NetBSD Problem Report #45255

From mrg@eterna.com.au  Mon Aug 15 02:23:23 2011
Return-Path: <mrg@eterna.com.au>
Received: from mail.netbsd.org (mail.netbsd.org [204.152.190.11])
	by www.NetBSD.org (Postfix) with ESMTP id A9B9E63BE67
	for <gnats-bugs@gnats.NetBSD.org>; Mon, 15 Aug 2011 02:23:23 +0000 (UTC)
Message-Id: <20110815022321.669C23752A@splode.eterna.com.au>
Date: Mon, 15 Aug 2011 12:23:21 +1000 (EST)
From: mrg@eterna.com.au
Reply-To: mrg@eterna.com.au
To: gnats-bugs@gnats.NetBSD.org
Subject: GCC 4.5.3 and sparc re-triggers the NULL savefpstate IPI issue
X-Send-Pr-Version: 3.95

>Number:         45255
>Category:       port-sparc
>Synopsis:       GCC 4.5.3 and sparc re-triggers the NULL savefpstate IPI issue
>Confidential:   no
>Severity:       critical
>Priority:       high
>Responsible:    mrg
>State:          closed
>Class:          sw-bug
>Submitter-Id:   net
>Arrival-Date:   Mon Aug 15 02:25:00 +0000 2011
>Closed-Date:    Sat Jun 20 17:30:52 +0000 2020
>Last-Modified:  Sat Jun 20 17:30:52 +0000 2020
>Originator:     matthew green
>Release:        NetBSD 5.99.55
>Organization:
people's front against (bozotic) www (softwar foundation)
>Environment:
System: NetBSD russian-intervention.eterna23.net 5.99.55 NetBSD 5.99.55 (_russian_) #7: Fri Aug 12 14:07:48 PDT 2011  mrg@xotica.eterna23.net:/var/obj/sparc/usr/src3/sys/arch/sparc/compile/_russian_ sparc
Architecture: sparc
Machine: sparc
>Description:

	we need to revert this comment (again):

Module Name:    src
Committed By:   mrg
Date:           Mon Aug 15 02:19:45 UTC 2011

Modified Files:
        src/sys/arch/sparc/sparc: cpu.c cpuvar.h genassym.cf locore.s

Log Message:
re-introduce the NULL savefpstate IPI checks and evcnts.  something
is Wrong with GCC 4.5.3 and these trigger.  i haven't seen anything
else particularly wrong so for now this will allow sparc to switch
to GCC 4.5, which otherwise seems to be working very well for me.

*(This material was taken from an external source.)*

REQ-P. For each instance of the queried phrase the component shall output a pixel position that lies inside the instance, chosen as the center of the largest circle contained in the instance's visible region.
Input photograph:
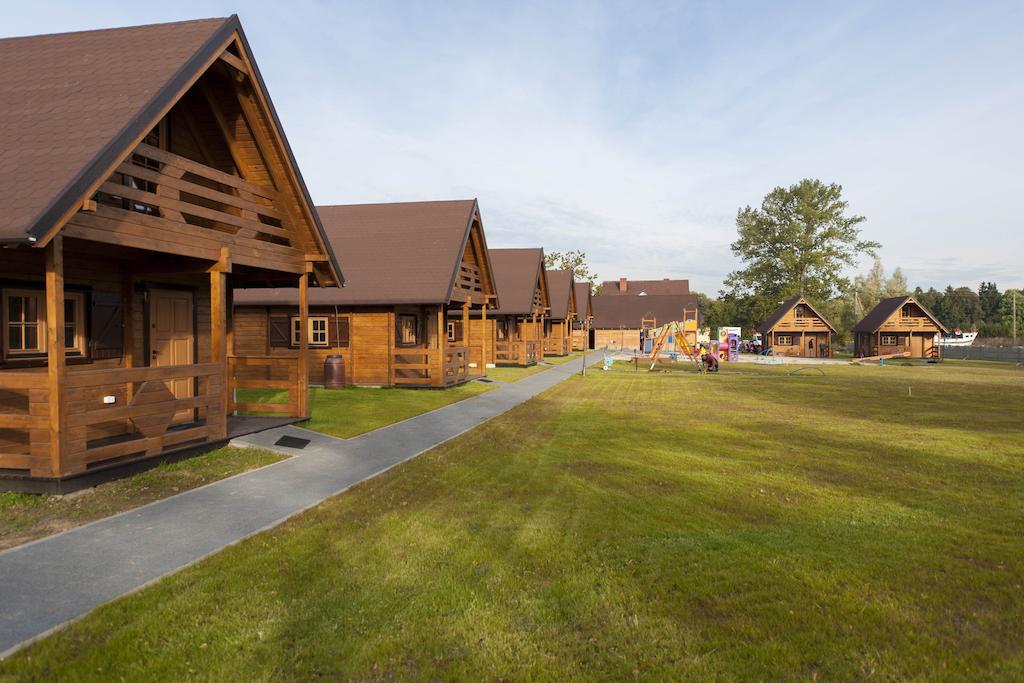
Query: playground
(858, 522)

sigh.  i'm going to file a PR to research what is really wrong here.


To generate a diff of this commit:
cvs rdiff -u -r1.233 -r1.234 src/sys/arch/sparc/sparc/cpu.c
cvs rdiff -u -r1.89 -r1.90 src/sys/arch/sparc/sparc/cpuvar.h
cvs rdiff -u -r1.66 -r1.67 src/sys/arch/sparc/sparc/genassym.cf
cvs rdiff -u -r1.264 -r1.265 src/sys/arch/sparc/sparc/locore.s

	but first the problem it works around that is re-introduced
	with GCC 4.5.3 needs to be figured out.

	my first guess is that some asm() has poor constraints or
	some other netbsd code bug.  i doubt it is a GCC bug, but
	you never really know.

>How-To-Repeat:

	use a sparc kernel built with GCC 4.5.3 heavily.  without
	the above change, it should panic fairly often.  with the
	above change, event counters will tell you how many times
	the panic was avoided.

>Fix:

>Release-Note:

>Audit-Trail:
From: Hauke Fath <hf@spg.tu-darmstadt.de>
To: gnats-bugs@NetBSD.org
Cc: port-sparc-maintainer@NetBSD.org, gnats-admin@NetBSD.org
Subject: Re: port-sparc/45255: GCC 4.5.3 and sparc re-triggers the NULL
 savefpstate IPI issue
Date: Mon, 15 Aug 2011 13:55:39 +0200

 At 2:25 Uhr +0000 15.08.2011, mrg@eterna.com.au wrote:
 >	use a sparc kernel built with GCC 4.5.3 heavily.  without
 >	the above change, it should panic fairly often.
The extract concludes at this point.